Keputusan ini menandai perubahan strategi pada struktur produk flagship Huawei, yang sebelumnya konsisten menawarkan varian tertinggi dengan label Ultra.
Laporan menyebutkan bahwa absennya model Pura 90 Ultra mengindikasikan penyederhanaan lini produk.
Dalam beberapa generasi terakhir, varian Ultra biasanya diposisikan sebagai model dengan spesifikasi tertinggi, terutama di sektor kamera dan fitur premium lainnya.
Langkah ini muncul di tengah dinamika industri smartphone global yang semakin kompetitif, khususnya pada segmen flagship.
Produsen tidak hanya bersaing dalam inovasi teknologi, tetapi juga dalam strategi portofolio produk yang lebih efisien dan terfokus.
Secara historis, Huawei dikenal konsisten menghadirkan varian Ultra pada lini flagship-nya, termasuk pada seri P dan Mate.
Varian ini biasanya menjadi representasi kemampuan teknologi tertinggi perusahaan, terutama dalam pengembangan kamera mobile.
Dengan tidak hadirnya Pura 90 Ultra, Huawei berpotensi mengalihkan fokus inovasi ke varian lain dalam seri yang sama.
Perubahan ini juga dapat dikaitkan dengan penyesuaian strategi produk yang lebih luas. Dalam beberapa tahun terakhir, Huawei menghadapi berbagai tantangan di pasar global, termasuk keterbatasan akses terhadap teknologi tertentu.
Hal ini mendorong perusahaan untuk lebih selektif dalam menentukan konfigurasi produk dan distribusi sumber daya.
Di sisi lain, tren penyederhanaan lini produk juga mulai terlihat di industri secara umum. Sejumlah vendor memilih untuk mengurangi jumlah varian dalam satu seri guna mempermudah positioning di pasar dan mengoptimalkan rantai pasok.
Dengan jumlah model yang lebih sedikit, perusahaan dapat fokus pada diferensiasi yang lebih jelas di setiap perangkat.
Absennya varian Ultra juga berpotensi memengaruhi ekspektasi konsumen terhadap fitur flagship.
Selama ini, label Ultra identik dengan peningkatan signifikan di sektor kamera, layar, dan performa.
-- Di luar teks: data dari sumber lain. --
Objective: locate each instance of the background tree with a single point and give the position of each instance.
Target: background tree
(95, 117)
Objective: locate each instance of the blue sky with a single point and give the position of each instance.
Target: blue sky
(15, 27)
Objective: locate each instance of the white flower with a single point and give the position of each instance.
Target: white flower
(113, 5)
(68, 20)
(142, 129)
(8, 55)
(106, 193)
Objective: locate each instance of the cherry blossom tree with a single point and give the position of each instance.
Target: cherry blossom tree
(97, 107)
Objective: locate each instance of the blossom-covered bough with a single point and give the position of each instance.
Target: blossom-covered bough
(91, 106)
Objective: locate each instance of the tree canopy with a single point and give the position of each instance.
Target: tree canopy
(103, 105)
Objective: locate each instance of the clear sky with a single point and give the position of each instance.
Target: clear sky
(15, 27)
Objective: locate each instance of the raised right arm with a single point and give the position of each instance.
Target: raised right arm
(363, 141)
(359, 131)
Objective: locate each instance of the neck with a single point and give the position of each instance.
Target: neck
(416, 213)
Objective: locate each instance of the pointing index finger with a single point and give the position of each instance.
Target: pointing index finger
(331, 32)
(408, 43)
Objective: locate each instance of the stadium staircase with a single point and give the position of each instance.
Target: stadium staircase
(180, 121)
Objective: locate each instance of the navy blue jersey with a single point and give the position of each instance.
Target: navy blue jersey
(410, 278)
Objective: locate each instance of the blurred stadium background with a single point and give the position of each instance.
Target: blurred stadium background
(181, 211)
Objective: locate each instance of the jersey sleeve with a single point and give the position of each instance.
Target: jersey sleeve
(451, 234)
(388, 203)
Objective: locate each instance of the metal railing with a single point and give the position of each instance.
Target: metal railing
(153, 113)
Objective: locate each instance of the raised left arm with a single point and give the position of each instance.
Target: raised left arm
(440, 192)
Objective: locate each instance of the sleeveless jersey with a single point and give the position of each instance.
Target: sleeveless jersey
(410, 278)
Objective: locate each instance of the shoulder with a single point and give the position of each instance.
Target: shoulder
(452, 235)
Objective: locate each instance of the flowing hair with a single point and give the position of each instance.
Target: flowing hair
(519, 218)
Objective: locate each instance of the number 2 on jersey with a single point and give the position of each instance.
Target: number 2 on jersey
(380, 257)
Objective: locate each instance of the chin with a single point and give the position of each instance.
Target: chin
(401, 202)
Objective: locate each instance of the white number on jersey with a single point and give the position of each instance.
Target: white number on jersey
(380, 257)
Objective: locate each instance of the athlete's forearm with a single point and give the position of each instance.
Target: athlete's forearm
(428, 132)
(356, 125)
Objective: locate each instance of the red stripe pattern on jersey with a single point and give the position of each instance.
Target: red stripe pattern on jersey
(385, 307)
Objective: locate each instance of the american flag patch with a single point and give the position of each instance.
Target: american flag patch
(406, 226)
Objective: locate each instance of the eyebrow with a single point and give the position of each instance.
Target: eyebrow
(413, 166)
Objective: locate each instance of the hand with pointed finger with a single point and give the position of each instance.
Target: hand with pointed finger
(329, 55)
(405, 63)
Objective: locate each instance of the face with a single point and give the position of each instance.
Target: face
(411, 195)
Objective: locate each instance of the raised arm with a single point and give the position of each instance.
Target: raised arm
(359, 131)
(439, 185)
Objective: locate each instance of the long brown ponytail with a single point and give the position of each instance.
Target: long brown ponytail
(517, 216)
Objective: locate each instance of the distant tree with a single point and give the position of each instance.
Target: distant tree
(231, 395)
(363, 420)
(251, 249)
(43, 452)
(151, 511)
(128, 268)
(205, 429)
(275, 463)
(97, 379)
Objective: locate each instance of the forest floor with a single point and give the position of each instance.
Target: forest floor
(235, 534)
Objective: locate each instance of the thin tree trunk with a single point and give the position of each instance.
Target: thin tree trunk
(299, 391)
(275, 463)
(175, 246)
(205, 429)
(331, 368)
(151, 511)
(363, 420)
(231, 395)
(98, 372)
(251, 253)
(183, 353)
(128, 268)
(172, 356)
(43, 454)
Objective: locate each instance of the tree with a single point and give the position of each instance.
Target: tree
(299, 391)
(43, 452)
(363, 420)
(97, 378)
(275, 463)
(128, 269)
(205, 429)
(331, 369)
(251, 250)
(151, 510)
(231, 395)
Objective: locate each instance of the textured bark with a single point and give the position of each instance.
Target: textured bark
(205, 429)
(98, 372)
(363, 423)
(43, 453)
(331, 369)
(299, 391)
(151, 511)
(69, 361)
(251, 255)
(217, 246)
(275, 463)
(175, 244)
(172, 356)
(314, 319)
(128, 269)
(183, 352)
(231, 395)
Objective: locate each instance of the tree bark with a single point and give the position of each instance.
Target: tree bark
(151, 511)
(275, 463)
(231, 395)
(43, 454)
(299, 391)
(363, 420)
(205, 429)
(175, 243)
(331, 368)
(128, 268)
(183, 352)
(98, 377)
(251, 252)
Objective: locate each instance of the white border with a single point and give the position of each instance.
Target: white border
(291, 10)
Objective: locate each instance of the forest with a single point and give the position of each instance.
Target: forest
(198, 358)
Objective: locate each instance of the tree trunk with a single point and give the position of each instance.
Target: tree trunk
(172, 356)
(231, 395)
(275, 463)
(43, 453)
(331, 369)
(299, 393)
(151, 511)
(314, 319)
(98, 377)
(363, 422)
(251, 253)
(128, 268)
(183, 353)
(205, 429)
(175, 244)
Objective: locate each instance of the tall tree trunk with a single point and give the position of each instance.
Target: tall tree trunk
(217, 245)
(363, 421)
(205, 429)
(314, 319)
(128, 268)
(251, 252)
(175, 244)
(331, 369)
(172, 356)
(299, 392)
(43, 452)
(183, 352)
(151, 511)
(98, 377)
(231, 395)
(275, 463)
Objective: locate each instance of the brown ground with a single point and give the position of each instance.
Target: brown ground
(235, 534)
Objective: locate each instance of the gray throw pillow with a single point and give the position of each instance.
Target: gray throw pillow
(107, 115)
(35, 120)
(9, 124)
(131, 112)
Tanpa varian tersebut, Huawei kemungkinan akan mendistribusikan fitur-fitur unggulan ke model lain dalam seri Pura 90.
Meski demikian, belum ada pernyataan resmi dari Huawei terkait alasan spesifik di balik keputusan ini maupun konfigurasi lengkap lini Pura 90.
Informasi yang beredar saat ini masih terbatas pada indikasi dari sumber industri dan laporan media.
Dalam konteks pasar, keputusan Huawei dapat menjadi sinyal perubahan pendekatan terhadap strategi flagship, terutama dalam menghadapi tekanan kompetisi dan kebutuhan efisiensi.
Jika pendekatan ini terbukti efektif, bukan tidak mungkin produsen lain akan mempertimbangkan langkah serupa dalam menyusun portofolio produk mereka.
Perkembangan ini menunjukkan bagaimana struktur lini flagship smartphone terus berevolusi, tidak hanya dari sisi teknologi tetapi juga strategi bisnis.
Baca Juga:Huawei Mate 70 Air Resmi, Tipis dengan Baterai 6.500mAh
Huawei melalui keputusan ini menegaskan adanya penyesuaian dalam menghadirkan perangkat premium yang lebih terfokus di tengah perubahan lanskap industri global.